I spotted it as I drove by..., and locked up the brakes. I could not believe it. Perfectly sound! A little love and a wire wheel, and some olive oil, and voila, free Dutch Oven.

LD
 
You can cook damn near anything in a dutch oven. Long as you are savvy to control the fires/coals. Biscuits don't want he same heat and duration as stews. A braise, like cacciatore, is long and slow. Got the requisite attention to the fire and patience? That fire is not controlled by a knob.

If I remember, hold your hand over the coals and count to three; if more than three fire to cold, if less than three fire too hot.
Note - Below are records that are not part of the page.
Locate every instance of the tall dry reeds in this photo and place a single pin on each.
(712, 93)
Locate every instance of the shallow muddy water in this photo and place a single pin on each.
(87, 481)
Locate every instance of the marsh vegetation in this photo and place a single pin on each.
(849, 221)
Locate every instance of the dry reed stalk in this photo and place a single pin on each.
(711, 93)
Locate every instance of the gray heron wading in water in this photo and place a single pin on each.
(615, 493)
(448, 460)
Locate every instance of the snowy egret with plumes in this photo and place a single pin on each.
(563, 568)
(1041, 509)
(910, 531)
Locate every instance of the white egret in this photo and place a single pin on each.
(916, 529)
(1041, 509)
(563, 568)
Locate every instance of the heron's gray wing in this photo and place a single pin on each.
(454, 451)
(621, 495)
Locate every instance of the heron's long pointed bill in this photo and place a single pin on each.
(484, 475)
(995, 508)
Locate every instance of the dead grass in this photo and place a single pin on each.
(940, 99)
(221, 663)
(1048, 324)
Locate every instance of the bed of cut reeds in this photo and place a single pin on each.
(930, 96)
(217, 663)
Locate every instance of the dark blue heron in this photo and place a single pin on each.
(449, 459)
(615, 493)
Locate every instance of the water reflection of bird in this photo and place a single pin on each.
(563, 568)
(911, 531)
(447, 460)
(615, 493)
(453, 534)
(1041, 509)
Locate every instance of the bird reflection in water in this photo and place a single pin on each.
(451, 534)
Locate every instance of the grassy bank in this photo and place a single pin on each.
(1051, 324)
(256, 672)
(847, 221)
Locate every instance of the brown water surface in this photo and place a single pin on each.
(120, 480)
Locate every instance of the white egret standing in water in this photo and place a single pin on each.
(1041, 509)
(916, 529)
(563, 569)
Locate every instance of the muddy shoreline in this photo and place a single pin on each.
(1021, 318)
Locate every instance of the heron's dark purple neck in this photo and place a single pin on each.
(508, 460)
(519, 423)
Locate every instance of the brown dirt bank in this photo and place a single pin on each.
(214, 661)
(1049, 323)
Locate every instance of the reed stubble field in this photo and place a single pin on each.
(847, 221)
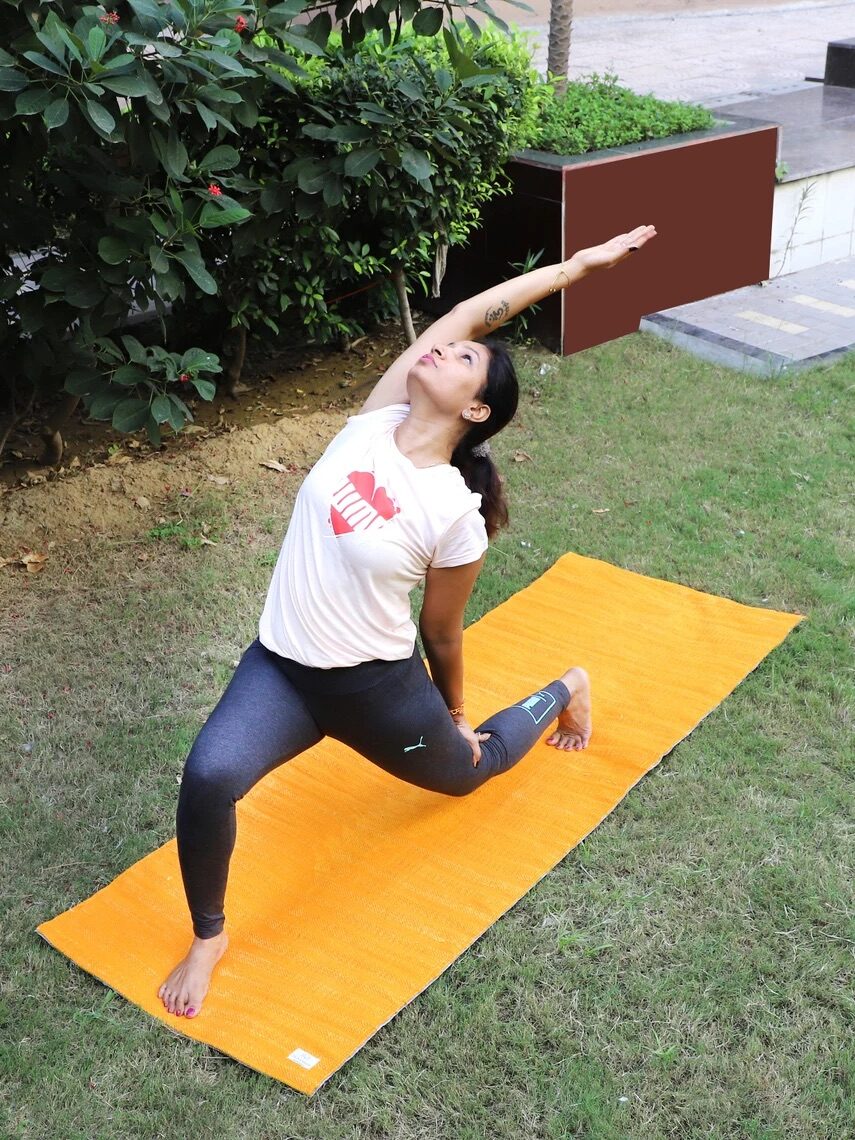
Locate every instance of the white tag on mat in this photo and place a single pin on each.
(304, 1060)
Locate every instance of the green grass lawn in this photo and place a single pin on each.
(684, 972)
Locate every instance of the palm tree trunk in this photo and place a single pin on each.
(400, 287)
(561, 23)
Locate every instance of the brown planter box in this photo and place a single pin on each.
(709, 194)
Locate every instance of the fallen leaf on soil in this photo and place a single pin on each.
(33, 561)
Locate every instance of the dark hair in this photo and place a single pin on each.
(501, 393)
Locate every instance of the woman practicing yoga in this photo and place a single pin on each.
(406, 493)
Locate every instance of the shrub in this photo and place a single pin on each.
(596, 114)
(379, 156)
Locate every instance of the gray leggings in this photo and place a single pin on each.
(389, 711)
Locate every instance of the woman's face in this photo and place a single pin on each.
(450, 375)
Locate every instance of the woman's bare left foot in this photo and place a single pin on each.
(572, 732)
(185, 988)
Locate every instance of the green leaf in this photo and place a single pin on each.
(11, 79)
(115, 63)
(153, 431)
(161, 409)
(428, 21)
(32, 102)
(213, 216)
(96, 42)
(206, 115)
(416, 163)
(104, 405)
(284, 13)
(130, 86)
(196, 269)
(318, 29)
(99, 116)
(221, 157)
(350, 132)
(135, 350)
(83, 293)
(201, 360)
(45, 63)
(311, 178)
(205, 388)
(56, 114)
(360, 162)
(129, 375)
(157, 259)
(333, 190)
(54, 46)
(130, 415)
(176, 155)
(113, 250)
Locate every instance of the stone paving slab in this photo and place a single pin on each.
(794, 322)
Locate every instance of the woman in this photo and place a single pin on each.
(405, 494)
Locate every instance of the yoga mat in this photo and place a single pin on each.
(351, 892)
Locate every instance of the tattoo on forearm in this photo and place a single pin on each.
(497, 315)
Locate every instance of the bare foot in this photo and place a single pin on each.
(573, 727)
(185, 988)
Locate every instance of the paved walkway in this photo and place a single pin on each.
(754, 60)
(703, 56)
(792, 322)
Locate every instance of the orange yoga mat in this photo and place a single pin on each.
(351, 892)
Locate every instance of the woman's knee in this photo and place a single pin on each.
(211, 775)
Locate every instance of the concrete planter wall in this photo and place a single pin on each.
(709, 194)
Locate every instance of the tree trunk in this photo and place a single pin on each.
(561, 23)
(234, 344)
(400, 287)
(53, 434)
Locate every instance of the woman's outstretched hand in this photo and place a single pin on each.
(472, 738)
(613, 251)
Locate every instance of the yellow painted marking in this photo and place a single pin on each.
(814, 302)
(760, 318)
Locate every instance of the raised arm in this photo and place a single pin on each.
(487, 311)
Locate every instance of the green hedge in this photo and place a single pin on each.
(596, 113)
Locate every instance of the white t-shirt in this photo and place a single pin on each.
(366, 526)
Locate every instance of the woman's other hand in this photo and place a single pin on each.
(613, 251)
(473, 739)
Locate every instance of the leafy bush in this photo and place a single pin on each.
(120, 128)
(595, 114)
(379, 154)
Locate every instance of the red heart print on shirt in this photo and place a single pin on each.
(359, 504)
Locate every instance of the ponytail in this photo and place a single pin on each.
(472, 454)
Feel free to correct me. It has been a while since I used a fire for anything besides heat and light. Got lazy and use stove.
 
I've used the kitchen oven with the Dutch inside to try it out, cubed pork shoulder, onions, carrots, a few cloves and garlic- came out great and not to hard to wipe clean. My issue is how do you know how hot the thing is with coals on top and bottom? It has legs.
 
If I remember, hold your hand over the coals and count to three; if more than three fire to cold, if less than three fire too hot. Feel free to correct me. It has been a while since I used a fire for anything besides heat and light. Got lazy and use stove.
I've used the kitchen oven with the Dutch inside to try it out, cubed pork shoulder, onions, carrots, a few cloves and garlic- came out great and not to hard to wipe clean. My issue is how do you know how hot the thing is with coals on top and bottom? It has legs.
Too many variables. For starters different woods different fuel values. Air temperature. Wind. I don't think your answer will be found any way but the trial and error road to practical experience.
At home I do like to do my dutch oven braises in the oven. Your oven temp will vary more than you would expect, but once your iron gets heated its temp will not vary much at all.